但凡想要推翻某個統治,在明知實力差距大得無法逾越的情況下,要麼秘密行事,要麼就是這個統治階層已經到了搖搖欲墜的邊緣。
驚羽朱的行為,根本不符合奪取統治的可能性。
“有沒有可能驚羽朱真的是那種為了實現夢想願意犧牲一切的人?”千靈將手肘撐在桌麵上,看著東方昊麵前的紙張和上麵那些情報的關鍵詞。
東方昊道:“就算是,她也該選擇更有可能實現夢想的途經。如果僅是一個瘋子,早該敗了。她手中一定有某張王牌,不然,她的背後就還有人,而她,隻是一顆棋子。”
“棋子?”千靈用手指敲著紙上的字——“妖盟盟主”和“邪妖公主”。

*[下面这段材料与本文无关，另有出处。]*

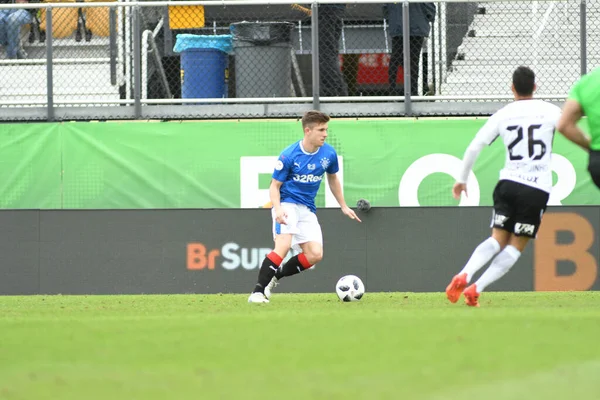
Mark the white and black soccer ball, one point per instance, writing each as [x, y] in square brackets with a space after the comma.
[350, 288]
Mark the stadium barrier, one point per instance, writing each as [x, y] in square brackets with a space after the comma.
[117, 59]
[219, 251]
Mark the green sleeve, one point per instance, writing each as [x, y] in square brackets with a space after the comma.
[575, 92]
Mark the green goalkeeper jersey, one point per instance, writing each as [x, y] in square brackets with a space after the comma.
[587, 93]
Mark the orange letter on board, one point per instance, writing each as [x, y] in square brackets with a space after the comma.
[548, 252]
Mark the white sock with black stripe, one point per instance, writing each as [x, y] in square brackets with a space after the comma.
[482, 254]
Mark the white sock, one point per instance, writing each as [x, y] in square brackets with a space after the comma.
[500, 266]
[482, 254]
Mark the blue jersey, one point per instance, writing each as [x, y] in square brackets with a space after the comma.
[302, 172]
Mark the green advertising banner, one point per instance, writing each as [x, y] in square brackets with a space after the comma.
[227, 164]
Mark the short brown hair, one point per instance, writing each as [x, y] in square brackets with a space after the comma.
[313, 117]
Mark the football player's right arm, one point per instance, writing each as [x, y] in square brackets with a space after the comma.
[486, 135]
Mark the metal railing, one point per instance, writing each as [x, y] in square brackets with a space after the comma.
[128, 68]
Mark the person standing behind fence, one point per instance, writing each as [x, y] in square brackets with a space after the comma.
[331, 80]
[420, 17]
[584, 99]
[11, 21]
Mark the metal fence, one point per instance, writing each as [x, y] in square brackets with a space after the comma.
[277, 58]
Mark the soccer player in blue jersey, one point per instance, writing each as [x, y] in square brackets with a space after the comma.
[298, 173]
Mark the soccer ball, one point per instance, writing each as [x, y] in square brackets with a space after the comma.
[350, 288]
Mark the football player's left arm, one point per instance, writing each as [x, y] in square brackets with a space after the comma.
[336, 188]
[567, 125]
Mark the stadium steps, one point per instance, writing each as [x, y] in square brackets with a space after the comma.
[83, 74]
[511, 34]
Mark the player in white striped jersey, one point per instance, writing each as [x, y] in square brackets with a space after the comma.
[527, 128]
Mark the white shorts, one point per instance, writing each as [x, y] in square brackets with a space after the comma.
[301, 223]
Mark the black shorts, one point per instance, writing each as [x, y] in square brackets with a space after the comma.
[518, 208]
[594, 166]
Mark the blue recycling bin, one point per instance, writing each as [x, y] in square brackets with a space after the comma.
[204, 65]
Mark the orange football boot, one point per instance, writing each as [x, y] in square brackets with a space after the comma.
[456, 287]
[471, 296]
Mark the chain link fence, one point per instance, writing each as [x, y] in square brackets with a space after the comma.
[247, 59]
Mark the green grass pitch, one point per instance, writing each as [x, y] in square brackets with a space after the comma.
[301, 346]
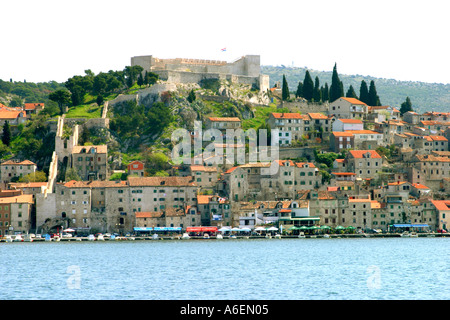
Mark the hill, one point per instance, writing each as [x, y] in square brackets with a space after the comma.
[424, 96]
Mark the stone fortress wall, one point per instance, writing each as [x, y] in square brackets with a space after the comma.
[245, 70]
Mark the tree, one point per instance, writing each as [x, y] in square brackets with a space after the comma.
[299, 92]
[364, 92]
[38, 176]
[336, 89]
[351, 93]
[406, 106]
[284, 89]
[325, 93]
[317, 94]
[373, 98]
[191, 97]
[6, 136]
[62, 97]
[308, 87]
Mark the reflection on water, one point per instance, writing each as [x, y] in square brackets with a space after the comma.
[287, 269]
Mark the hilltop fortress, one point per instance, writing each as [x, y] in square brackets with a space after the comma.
[245, 70]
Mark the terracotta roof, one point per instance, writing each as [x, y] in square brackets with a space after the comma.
[225, 119]
[11, 115]
[344, 173]
[342, 134]
[438, 138]
[363, 132]
[161, 182]
[32, 106]
[360, 153]
[353, 101]
[375, 204]
[28, 185]
[397, 183]
[76, 184]
[148, 214]
[203, 168]
[359, 200]
[231, 170]
[429, 158]
[292, 115]
[24, 198]
[441, 204]
[203, 199]
[350, 121]
[98, 149]
[317, 116]
[21, 163]
[302, 164]
[419, 186]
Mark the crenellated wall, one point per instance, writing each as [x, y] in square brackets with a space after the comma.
[246, 70]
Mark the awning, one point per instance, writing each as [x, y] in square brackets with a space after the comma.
[142, 229]
[167, 229]
[201, 229]
[405, 225]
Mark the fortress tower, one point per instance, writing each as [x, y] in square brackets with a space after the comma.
[245, 70]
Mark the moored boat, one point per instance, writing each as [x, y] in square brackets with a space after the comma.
[185, 236]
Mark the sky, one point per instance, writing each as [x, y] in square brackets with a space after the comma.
[53, 40]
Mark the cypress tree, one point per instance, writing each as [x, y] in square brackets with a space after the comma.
[317, 94]
[336, 89]
[326, 93]
[6, 136]
[373, 98]
[406, 106]
[364, 92]
[351, 93]
[308, 87]
[285, 89]
[299, 92]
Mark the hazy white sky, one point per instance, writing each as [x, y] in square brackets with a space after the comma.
[57, 39]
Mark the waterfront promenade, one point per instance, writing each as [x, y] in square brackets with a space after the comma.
[237, 237]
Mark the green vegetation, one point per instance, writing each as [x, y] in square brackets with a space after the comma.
[425, 96]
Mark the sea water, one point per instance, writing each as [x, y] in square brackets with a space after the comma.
[229, 269]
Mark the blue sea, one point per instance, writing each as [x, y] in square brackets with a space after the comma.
[228, 269]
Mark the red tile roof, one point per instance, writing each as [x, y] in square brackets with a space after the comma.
[361, 153]
[353, 101]
[225, 119]
[441, 204]
[289, 115]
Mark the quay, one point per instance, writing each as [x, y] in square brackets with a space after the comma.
[237, 237]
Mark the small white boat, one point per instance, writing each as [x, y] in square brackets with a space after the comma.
[185, 236]
[405, 234]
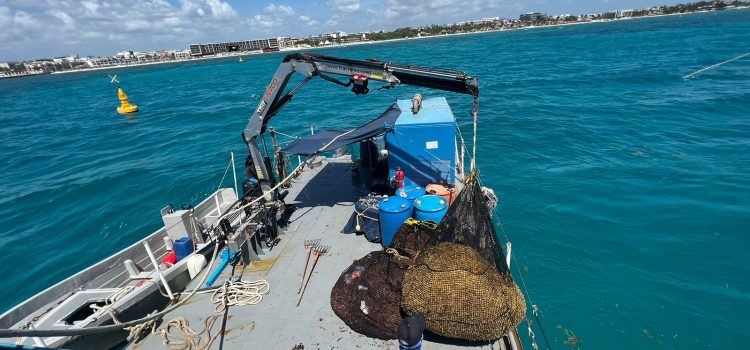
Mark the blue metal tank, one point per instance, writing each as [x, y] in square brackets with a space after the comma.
[430, 208]
[182, 248]
[411, 192]
[394, 211]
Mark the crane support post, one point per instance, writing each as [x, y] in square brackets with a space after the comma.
[358, 71]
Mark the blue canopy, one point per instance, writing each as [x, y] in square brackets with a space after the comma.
[327, 140]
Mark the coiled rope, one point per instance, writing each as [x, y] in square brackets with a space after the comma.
[13, 333]
[240, 293]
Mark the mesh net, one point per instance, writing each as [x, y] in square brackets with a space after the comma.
[382, 274]
[460, 282]
[469, 222]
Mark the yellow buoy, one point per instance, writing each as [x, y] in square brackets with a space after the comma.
[125, 106]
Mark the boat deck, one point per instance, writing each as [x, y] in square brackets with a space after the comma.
[324, 197]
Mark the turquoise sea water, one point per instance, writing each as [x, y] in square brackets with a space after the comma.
[624, 188]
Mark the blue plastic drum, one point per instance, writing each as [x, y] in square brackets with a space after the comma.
[182, 248]
[430, 208]
[394, 211]
[411, 192]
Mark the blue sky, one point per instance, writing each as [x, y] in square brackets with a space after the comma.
[46, 28]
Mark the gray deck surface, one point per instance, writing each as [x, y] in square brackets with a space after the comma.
[324, 197]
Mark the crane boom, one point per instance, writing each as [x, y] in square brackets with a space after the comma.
[360, 72]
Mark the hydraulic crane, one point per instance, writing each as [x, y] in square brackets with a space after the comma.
[359, 72]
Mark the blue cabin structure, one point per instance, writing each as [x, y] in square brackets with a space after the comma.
[423, 144]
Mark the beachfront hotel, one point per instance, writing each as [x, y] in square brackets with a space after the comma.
[266, 45]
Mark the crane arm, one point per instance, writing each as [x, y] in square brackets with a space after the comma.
[359, 72]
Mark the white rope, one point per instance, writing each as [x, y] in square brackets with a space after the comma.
[474, 152]
[230, 294]
[240, 293]
[334, 140]
[715, 65]
[225, 175]
[287, 135]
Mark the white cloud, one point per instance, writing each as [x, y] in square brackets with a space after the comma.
[273, 9]
[104, 27]
[307, 20]
[221, 10]
[68, 22]
[346, 6]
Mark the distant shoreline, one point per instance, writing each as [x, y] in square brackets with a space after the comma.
[297, 49]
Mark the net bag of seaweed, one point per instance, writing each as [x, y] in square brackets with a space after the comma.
[460, 282]
[367, 296]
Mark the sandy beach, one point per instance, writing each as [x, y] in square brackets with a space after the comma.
[296, 49]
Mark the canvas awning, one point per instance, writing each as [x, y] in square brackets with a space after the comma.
[327, 140]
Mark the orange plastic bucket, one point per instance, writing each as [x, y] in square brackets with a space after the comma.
[448, 193]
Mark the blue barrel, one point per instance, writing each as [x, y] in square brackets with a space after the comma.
[394, 210]
[411, 192]
[430, 208]
[182, 248]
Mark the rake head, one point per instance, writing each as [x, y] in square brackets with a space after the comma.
[320, 250]
[311, 243]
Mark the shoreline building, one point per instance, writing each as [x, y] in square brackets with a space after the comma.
[532, 17]
[265, 45]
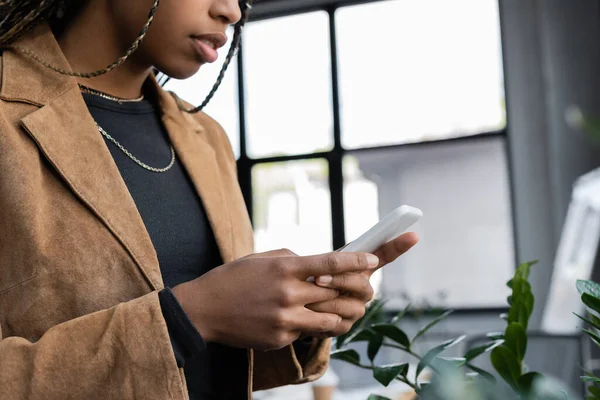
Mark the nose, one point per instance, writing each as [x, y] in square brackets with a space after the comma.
[227, 11]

“她被煉體體主秘密送到此地,那顆棋子有這麼大的威力,既能控製千年後的驚羽朱,又能控製千年前的驚羽朱?就算那幕後之人真有這樣的能力,幕後之人在二十一世紀作威作福,尚可以理解,他來到這裡作威作福又是為了什麼?”
能控製驚羽朱來攪亂天下的幕後主使者,肯定十分強大。這麼強大的人,何必來千年前攪亂天下,何必來做這種虛無縹緲之事。
東方昊道:“此事一直困擾著我,目前收集的情報,還不足以得出一個答案。”
“冉錦被植入記憶,總是夢到一個白衣男子。此事有些蹊蹺。另外,這天氣越來越熱,也很蹊蹺。我已經讓一些妖族去調查天氣變化的問題,我總覺得這些蹊蹺的事,是有聯係的。”
東來在外麵稟道:“殿下,屈大人求見。”
東方昊道:“讓他候著。”
外麵應了是,二人聽著東來朝屈安易走了過去。
千靈瞪眼:“你對屈安易,態度能不能好點?”
“我的態度不好嗎?”
“屈先生必然是想帶領新的妖族過來拜見你。”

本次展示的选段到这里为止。